On va dire d’un expert qu’il est compétent, c’est-à-dire qu’il va agir avec efficacité face à un problème à résoudre. Or un expert semble avoir un comportement fort différent de celui d’un novice : il sait sélectionner les traits pertinents d’un problème pour dégager une stratégie de résolution, alors que le novice peut ne sélectionner que des traits de surface non spécifiques au domaine conceptuel en jeu. 96 On pourrait, avec Bernard Rey 97 ,

‘« Penser qu’enfin nous voyons à l’œuvre des capacités transversales susceptibles de se transférer à tous les problèmes d’une classe et propres à faire reconnaître un problème nouveau comme appartenant à cette classe ».’

Mais Cauzinille-Marmèche et Mathieu font remarquer par ailleurs que :

‘L’expert se distingue par le fait qu’il possède un grand nombre de procédures de réponses spécifiques.
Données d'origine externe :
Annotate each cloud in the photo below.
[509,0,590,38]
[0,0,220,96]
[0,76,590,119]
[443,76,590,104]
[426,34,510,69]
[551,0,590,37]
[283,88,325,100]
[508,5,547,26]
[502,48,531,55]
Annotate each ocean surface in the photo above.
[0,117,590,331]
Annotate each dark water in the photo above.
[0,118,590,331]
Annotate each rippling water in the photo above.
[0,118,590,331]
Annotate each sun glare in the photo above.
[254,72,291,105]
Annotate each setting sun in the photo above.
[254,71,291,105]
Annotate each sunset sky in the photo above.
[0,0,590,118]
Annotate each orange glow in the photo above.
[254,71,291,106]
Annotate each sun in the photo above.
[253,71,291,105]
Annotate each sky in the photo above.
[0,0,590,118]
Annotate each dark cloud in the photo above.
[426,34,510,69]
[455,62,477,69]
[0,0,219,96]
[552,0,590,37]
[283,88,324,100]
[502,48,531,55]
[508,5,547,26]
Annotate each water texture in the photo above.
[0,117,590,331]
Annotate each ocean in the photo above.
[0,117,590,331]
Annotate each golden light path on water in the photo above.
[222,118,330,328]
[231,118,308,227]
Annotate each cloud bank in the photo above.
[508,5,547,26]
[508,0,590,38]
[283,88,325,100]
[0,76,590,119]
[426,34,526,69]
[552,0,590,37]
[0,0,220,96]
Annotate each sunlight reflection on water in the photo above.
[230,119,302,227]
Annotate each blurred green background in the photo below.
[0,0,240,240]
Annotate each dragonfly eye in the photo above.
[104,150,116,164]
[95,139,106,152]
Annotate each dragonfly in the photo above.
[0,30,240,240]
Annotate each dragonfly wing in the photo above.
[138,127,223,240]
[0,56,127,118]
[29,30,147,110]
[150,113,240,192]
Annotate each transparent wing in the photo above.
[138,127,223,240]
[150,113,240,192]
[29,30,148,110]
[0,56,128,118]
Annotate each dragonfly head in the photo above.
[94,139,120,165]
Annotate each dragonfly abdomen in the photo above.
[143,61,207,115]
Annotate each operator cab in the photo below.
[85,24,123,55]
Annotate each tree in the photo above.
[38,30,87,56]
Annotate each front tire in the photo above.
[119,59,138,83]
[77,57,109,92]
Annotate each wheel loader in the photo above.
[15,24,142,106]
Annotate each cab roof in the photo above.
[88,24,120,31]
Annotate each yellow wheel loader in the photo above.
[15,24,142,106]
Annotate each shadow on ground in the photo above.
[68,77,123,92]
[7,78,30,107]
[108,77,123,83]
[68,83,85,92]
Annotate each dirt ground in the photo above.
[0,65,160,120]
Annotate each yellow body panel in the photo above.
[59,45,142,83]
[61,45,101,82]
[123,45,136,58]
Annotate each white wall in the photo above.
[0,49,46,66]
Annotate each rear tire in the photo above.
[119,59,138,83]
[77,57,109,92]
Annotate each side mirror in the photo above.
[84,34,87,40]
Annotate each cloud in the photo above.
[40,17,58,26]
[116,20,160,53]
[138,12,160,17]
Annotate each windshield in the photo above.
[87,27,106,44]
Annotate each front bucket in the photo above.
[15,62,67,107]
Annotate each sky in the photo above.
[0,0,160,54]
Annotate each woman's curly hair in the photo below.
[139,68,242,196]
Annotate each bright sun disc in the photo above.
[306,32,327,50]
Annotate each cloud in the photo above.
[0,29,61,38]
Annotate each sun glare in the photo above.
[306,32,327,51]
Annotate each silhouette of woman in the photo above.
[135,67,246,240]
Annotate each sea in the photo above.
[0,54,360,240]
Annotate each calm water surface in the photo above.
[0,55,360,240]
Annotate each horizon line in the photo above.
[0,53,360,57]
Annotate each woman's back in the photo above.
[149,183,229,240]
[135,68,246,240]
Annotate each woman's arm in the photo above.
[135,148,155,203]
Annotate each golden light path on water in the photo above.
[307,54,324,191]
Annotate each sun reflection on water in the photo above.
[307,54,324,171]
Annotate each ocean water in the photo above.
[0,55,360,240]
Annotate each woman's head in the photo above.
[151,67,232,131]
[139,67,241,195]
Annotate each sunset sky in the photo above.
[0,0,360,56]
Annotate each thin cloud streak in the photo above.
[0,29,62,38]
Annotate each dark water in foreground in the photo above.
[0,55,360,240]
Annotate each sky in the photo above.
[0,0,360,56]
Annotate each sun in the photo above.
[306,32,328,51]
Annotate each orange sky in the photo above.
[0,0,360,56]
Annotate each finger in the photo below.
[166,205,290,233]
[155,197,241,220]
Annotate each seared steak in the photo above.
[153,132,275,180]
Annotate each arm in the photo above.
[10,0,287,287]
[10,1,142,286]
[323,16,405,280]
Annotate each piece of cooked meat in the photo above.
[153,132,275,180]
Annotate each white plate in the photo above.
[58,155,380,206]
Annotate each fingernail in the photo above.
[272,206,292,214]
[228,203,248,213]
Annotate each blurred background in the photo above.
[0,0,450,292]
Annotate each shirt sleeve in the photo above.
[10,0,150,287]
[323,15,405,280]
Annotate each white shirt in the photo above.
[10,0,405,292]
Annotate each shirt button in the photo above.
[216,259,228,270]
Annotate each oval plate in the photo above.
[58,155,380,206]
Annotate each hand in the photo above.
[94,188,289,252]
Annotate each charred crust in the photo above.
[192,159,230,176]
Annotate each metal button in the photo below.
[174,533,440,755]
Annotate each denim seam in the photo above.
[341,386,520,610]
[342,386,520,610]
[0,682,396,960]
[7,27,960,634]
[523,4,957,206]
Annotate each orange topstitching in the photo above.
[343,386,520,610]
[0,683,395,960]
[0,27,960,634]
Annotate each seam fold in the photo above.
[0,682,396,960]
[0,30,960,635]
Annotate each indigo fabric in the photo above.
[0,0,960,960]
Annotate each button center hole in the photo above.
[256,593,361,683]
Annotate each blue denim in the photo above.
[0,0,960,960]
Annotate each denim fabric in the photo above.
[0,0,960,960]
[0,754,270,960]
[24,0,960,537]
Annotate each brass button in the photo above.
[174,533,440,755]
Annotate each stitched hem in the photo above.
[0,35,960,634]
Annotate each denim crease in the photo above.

Leur nombre peut être élevé, mais elles sont facilement accessibles dès lors qu’il a pu avoir appariement entre le problème à résoudre et l’un des problèmes stockés en mémoire. S’il en est ainsi, il se pourrait bien que les experts ne soient pas tels parce qu’ils détiennent des capacités transversales qu’ils peuvent mobiliser dans un grand nombre de situations nouvelles, mais parce ce qu’ils connaissent un grand nombre de situations particulières, si bien qu’ils peuvent fréquemment opérer l’appariement d’un problème nouveau avec des situations déjà rencontrées et pour lesquelles ils possèdent une procédure. Tout semble indiquer que l’expert n’est pas celui qui sait généraliser une structure, mais plutôt celui qui dispose d’un grand nombre de procédures spécifiques. L’expert serait tel, non pas par un pouvoir de généralisation, mais plutôt par un pouvoir de particularisation et le transfert réussi relèverait plus du second que du premier » 98 .’

Ainsi, la compétence de l’expert serait associée à ce « pouvoir de particularisation » qui le renverrait à une expérience passée pertinente. Il reste à préciser ce pouvoir de particularisation.

À ce sujet, F.V. Tochon 99 propose deux généralisations importantes tirées de la littérature :

  1. L’expertise est matière de spécialisation et de connaissance spécifique au domaine.
  2. La connaissance de l’expert est organisée en fonction de capacités d’interpréter les faits et d’être efficace.

Il ajoute :

‘L’expertise « se fonde empiriquement sur la mémoire situationnelle de cas et d’épisodes vécus ». ’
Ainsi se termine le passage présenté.